I'm having issues figuring out how to solve this problem without using recursion (I'm not sure how to solve things recursively). Its a program that determines the winner of a Tideman election and I'm getting the "skips middle pair" error. I've adjusted my approach multiple times and have come up with this idea:
// Lock pairs into the candidate graph in order, without creating cycles
void lock_pairs(void)
{
//Going through each pair and determining if it can be locked.

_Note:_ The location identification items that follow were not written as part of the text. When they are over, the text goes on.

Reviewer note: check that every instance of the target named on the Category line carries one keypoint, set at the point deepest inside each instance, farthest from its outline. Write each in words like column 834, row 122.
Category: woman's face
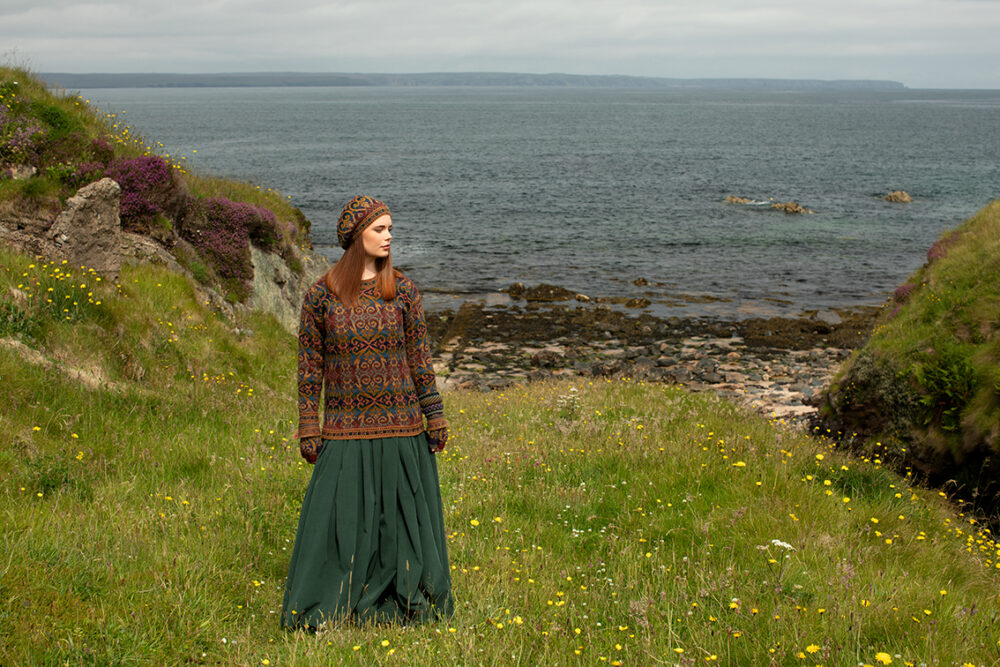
column 377, row 236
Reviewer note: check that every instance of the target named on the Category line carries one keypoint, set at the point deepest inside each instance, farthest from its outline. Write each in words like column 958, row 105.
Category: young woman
column 370, row 545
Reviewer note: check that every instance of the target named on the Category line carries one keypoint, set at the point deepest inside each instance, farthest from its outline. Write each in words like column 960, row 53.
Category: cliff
column 924, row 392
column 83, row 188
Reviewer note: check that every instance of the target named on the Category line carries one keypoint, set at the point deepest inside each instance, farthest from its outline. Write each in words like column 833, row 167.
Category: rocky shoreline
column 775, row 365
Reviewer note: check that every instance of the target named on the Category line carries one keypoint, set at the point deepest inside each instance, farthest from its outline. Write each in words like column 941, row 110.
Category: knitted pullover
column 371, row 364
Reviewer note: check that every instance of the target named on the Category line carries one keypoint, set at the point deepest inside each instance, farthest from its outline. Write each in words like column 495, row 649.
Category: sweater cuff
column 308, row 427
column 436, row 421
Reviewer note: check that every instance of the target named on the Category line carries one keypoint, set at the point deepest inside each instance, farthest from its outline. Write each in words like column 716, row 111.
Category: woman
column 370, row 544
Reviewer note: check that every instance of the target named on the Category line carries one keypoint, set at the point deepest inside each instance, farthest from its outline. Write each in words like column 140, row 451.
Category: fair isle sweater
column 371, row 365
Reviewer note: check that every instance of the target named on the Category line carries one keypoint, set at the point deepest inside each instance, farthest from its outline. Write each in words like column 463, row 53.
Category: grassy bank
column 926, row 386
column 150, row 500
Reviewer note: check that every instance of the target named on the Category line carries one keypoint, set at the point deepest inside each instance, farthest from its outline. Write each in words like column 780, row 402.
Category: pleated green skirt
column 370, row 545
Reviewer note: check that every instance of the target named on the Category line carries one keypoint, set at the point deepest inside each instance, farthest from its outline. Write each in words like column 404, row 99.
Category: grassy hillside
column 150, row 497
column 53, row 144
column 926, row 387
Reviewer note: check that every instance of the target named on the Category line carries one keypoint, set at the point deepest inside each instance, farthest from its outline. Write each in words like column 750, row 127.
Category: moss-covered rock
column 927, row 383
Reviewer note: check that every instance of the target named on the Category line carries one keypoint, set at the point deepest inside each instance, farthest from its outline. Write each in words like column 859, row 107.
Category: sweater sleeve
column 418, row 356
column 310, row 362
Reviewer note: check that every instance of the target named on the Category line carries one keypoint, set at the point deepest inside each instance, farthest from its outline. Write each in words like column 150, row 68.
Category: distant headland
column 299, row 79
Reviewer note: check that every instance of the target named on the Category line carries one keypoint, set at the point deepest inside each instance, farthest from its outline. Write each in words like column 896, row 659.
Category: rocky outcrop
column 898, row 196
column 279, row 290
column 791, row 207
column 88, row 231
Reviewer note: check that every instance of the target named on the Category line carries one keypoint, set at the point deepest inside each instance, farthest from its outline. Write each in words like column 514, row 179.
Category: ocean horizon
column 595, row 190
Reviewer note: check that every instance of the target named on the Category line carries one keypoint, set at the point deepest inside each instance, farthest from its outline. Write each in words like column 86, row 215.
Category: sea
column 609, row 192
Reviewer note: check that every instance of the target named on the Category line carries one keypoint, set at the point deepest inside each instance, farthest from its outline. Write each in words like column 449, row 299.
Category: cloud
column 899, row 39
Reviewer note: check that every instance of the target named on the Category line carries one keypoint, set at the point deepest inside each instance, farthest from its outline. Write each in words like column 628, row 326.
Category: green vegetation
column 151, row 489
column 926, row 387
column 52, row 145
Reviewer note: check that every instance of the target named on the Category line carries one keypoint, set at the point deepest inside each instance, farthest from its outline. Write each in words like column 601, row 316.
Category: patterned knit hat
column 356, row 216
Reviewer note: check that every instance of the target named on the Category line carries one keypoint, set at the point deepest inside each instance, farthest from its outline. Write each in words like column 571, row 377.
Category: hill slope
column 927, row 384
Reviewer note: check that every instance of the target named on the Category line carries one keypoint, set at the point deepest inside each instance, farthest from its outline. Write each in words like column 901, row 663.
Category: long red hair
column 344, row 277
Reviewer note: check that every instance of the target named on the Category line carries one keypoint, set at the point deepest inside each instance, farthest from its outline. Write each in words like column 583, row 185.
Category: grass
column 148, row 516
column 928, row 381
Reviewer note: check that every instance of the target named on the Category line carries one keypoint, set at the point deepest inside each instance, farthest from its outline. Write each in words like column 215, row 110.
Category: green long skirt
column 370, row 546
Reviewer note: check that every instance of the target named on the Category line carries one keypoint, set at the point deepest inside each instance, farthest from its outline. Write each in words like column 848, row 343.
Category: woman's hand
column 310, row 448
column 437, row 438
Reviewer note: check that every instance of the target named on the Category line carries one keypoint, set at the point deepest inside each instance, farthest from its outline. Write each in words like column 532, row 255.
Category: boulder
column 88, row 231
column 545, row 292
column 637, row 302
column 790, row 207
column 279, row 290
column 21, row 172
column 898, row 196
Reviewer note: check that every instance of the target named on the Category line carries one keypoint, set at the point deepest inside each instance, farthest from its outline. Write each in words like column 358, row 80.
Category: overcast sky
column 922, row 43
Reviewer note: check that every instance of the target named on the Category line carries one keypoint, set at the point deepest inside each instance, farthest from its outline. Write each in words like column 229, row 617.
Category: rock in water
column 899, row 196
column 88, row 232
column 790, row 207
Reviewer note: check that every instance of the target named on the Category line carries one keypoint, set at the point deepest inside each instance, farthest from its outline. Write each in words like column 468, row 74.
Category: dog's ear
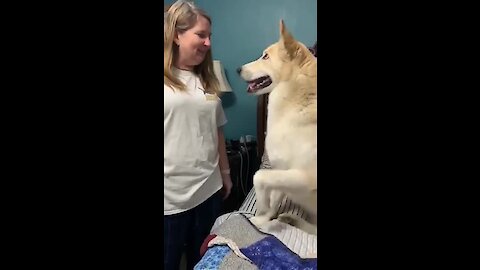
column 287, row 42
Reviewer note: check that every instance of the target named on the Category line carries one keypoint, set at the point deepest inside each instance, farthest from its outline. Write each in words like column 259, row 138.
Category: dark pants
column 188, row 228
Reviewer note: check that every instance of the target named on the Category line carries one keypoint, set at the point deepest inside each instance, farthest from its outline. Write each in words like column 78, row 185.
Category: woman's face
column 193, row 44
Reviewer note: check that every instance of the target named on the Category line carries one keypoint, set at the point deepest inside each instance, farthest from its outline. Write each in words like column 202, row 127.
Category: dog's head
column 281, row 61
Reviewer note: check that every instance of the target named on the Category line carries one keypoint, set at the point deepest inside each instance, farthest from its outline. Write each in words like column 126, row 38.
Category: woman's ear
column 175, row 38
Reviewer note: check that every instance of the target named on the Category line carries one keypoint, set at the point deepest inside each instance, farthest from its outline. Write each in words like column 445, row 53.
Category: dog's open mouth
column 258, row 84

for (int i = 0; i < pair_count; i++)
{
locked[pairs[i].winner][pairs[i].loser] = true;
if (canilock(candidate_count))
{
locked[pairs[i].winner][pairs[i].loser] = false;
}
}
return;
}
bool canilock(int k)
{
//creating an int r that I will increment every time there is a unique locked winner
//creating an array of bools that is true when candidate k is a winner at least once
int r = 0;
bool edge[k];
for (int i = 0; i < k; i++)
{
edge[i] = false;
}
for (int i = 0; i < k; i++)
{
for (int j = 0; j < k; j++)
{
if (locked[i][j] == true)
{
edge[i] = true;
}
}
}
for (int i = 0; i < k; i++)
{
if (edge[i] == true)
{
r++;
}
}
//if the number of unique winners is equal to the number of candidates then there is a loop by definition
if (r == k)
{
return true;
}
return false;
}
Not sure why this would skip middle pair. Does this problem want the program to work such that there is never a loop even if the loop doesn't change the winner? For instance, if there are 5 candidates and 3 of them are somehow in a loop, but the source/winner is not. Does the problem call for even the submatrix to be unlooped? If so, how do I do that?